In the early morning of November 20, 1995, a squad car driven by Randall Simpson, a DuPage County Sheriffs Deputy, collided in an intersection with an automobile driven by Dawn Carter. Carter sued Simpson in federal court, raising two state-law claims and one federal claim: negligence, willful and wanton conduct, and liability under 42 U.S.C. § 1983 for depriving her of substantive due process. The district court granted summary judgment for Simpson on all three claims. For the reasons explained below, we affirm in part and reverse and remand in part.

The parties do not dispute the following facts. Shortly before 7:00 a.m. a police dispatcher radioed to Sheriffs Deputy Richard Morgan to investigate a “2-11” call, which refers to a reported death. Simpson, who was “acting sergeant” at the time, overheard the dispatch and also proceeded to the reported location. He activated his lights and sirens as he was heading eastbound on Butterfield Road. Traffic on Butterfield was stopped at a red light at Park Boulevard. To avoid the stopped traffic, Simpson crossed a median and proceeded east in the westbound lanes. He attempted to drive through the intersection at Park against the red light. Carter, meanwhile, was driving through the intersection northbound on Park. Other automobiles traveling on Park had stopped. (There is some dispute, however, as to whether another automobile passed through the intersection directly ahead of Carter.) In the intersection the front of Simpson’s squad car collided with the driver’s side of Carter’s automobile (which was traveling at approximately 30-35 mph); both cars then collided with other cars stopped in the westbound lanes on Butter-field.
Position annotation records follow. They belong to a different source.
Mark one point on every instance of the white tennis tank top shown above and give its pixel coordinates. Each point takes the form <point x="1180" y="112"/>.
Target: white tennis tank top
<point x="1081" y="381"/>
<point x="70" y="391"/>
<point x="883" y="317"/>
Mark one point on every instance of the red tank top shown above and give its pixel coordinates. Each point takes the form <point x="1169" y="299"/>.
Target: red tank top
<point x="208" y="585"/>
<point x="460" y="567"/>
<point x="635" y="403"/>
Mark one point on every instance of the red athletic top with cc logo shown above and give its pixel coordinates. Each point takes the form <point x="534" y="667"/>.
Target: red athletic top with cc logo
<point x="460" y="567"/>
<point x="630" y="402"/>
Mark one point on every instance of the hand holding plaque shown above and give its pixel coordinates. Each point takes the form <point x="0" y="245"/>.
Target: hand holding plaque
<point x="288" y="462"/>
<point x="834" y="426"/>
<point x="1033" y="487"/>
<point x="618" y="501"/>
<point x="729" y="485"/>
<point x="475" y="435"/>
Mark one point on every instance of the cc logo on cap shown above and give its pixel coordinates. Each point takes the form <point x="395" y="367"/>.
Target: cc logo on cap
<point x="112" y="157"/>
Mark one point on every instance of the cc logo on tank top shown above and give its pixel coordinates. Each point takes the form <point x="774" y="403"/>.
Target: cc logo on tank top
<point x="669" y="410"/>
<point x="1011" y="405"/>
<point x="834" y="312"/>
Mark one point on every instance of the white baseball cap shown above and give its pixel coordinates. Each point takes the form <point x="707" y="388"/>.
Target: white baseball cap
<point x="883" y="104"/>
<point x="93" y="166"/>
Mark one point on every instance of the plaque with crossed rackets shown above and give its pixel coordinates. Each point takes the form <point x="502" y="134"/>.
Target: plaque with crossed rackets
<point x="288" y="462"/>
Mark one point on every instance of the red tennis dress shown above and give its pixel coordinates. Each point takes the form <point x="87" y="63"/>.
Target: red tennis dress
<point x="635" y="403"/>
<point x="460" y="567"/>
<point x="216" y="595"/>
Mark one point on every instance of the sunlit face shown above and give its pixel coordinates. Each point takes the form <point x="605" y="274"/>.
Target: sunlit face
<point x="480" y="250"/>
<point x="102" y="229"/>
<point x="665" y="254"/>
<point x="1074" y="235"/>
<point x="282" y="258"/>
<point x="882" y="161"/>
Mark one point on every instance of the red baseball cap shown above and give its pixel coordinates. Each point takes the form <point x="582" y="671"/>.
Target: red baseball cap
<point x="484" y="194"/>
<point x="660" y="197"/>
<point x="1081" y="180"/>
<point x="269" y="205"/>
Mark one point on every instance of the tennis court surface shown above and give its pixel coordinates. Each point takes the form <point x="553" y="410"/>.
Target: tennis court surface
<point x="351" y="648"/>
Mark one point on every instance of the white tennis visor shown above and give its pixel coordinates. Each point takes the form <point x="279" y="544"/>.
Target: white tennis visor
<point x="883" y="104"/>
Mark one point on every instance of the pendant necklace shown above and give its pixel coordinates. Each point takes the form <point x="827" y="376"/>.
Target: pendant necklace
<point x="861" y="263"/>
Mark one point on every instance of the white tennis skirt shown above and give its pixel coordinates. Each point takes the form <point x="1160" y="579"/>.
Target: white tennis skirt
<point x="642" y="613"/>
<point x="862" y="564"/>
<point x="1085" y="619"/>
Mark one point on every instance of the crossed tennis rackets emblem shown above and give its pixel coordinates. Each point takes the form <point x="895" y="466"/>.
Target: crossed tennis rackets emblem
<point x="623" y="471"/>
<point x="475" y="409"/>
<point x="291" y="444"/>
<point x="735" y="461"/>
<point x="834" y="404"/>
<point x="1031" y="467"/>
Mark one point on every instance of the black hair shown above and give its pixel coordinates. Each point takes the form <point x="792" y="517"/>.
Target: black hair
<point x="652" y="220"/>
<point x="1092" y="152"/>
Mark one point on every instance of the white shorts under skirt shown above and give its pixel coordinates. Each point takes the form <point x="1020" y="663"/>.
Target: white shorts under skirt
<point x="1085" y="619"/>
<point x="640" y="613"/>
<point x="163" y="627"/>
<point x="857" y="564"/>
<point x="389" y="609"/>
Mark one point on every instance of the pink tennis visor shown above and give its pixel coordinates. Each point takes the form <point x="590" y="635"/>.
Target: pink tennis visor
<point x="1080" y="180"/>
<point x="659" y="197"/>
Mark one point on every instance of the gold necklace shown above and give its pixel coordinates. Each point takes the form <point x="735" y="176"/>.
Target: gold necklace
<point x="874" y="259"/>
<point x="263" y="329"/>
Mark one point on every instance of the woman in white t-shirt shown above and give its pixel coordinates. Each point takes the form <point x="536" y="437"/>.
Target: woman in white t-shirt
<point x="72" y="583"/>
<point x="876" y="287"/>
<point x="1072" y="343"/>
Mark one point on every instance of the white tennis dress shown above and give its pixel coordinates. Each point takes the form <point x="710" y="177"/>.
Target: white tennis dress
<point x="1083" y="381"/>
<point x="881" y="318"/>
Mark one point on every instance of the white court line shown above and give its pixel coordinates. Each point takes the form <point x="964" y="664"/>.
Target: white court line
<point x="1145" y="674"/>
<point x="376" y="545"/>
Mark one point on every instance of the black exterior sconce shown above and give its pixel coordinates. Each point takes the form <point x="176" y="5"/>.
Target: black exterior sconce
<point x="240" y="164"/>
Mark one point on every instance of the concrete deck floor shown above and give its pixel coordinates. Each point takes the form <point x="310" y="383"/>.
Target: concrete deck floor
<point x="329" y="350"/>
*950 The parties dispute whether Simpson slowed down before entering the intersection and the speed at which he was traveling when he entered the intersection and collided with Carter. In his deposition, Simpson estimated that he was traveling at 15-25 mph as he approached the intersection, slowed to 3-5 mph as he moved closer, and came to a “rolling stop” but did not stop completely. He explained that he checked the intersection, and believing it to be clear, accelerated again to 15-25 mph and proceeded through the intersection. He saw Carter’s automobile for a “split second” only, just before impact.

Three witnesses, however, testified at depositions and gave accounts that differed from Simpson’s. First, Sheila Willis (whose car was stopped in the left-turn lane on Park) testified that Simpson never stopped or slowed down before entering the intersection, and she estimated his speed to be 40-50 mph. Second, Hao Zhong (whose car was stopped in a westbound lane on Butterfield) testified that Simpson was traveling at approximately 50 mph as he approached the intersection. But he explained that he did not see the collision and could not be certain whether Simpson stopped or slowed down before entering the intersection. Third, Emily Vesely (whose car also was stopped in a westbound lane on Butterfield) testified that Simpson never stopped or slowed before entering the intersection. She also testified that Simpson was “driving like a maniac” — which she explained meant that he was driving fast. She first estimated his speed to be 40-45 mph, but she later explained that she could not be sure of the precise speed and that it might have been 35-40 mph. In addition to these witnesses, the officer who investigated the crash explained that the stopped traffic on Butterfield may have obstructed Carter’s ability to see Simpson enter the intersection.

Carter originally filed a lawsuit in state court against Simpson, DuPage County, and the DuPage County Sheriff. After a number of proceedings, see Carter v. Du-Page County Sheriff, 304 Ill.App.3d 443, 238 Ill.Dec. 161, 710 N.E.2d 1263 (1999), and a voluntary dismissal, Carter brought this lawsuit against Simpson in July 2001. She alleged Simpson’s conduct was negligent, willful and wanton, and deprived her of substantive due process. The district court granted summary judgment for Simpson, concluding that Simpson had immunity for any alleged negligent conduct and that Simpson’s conduct could qualify as neither willful and wanton nor a deprivation of substantive due process.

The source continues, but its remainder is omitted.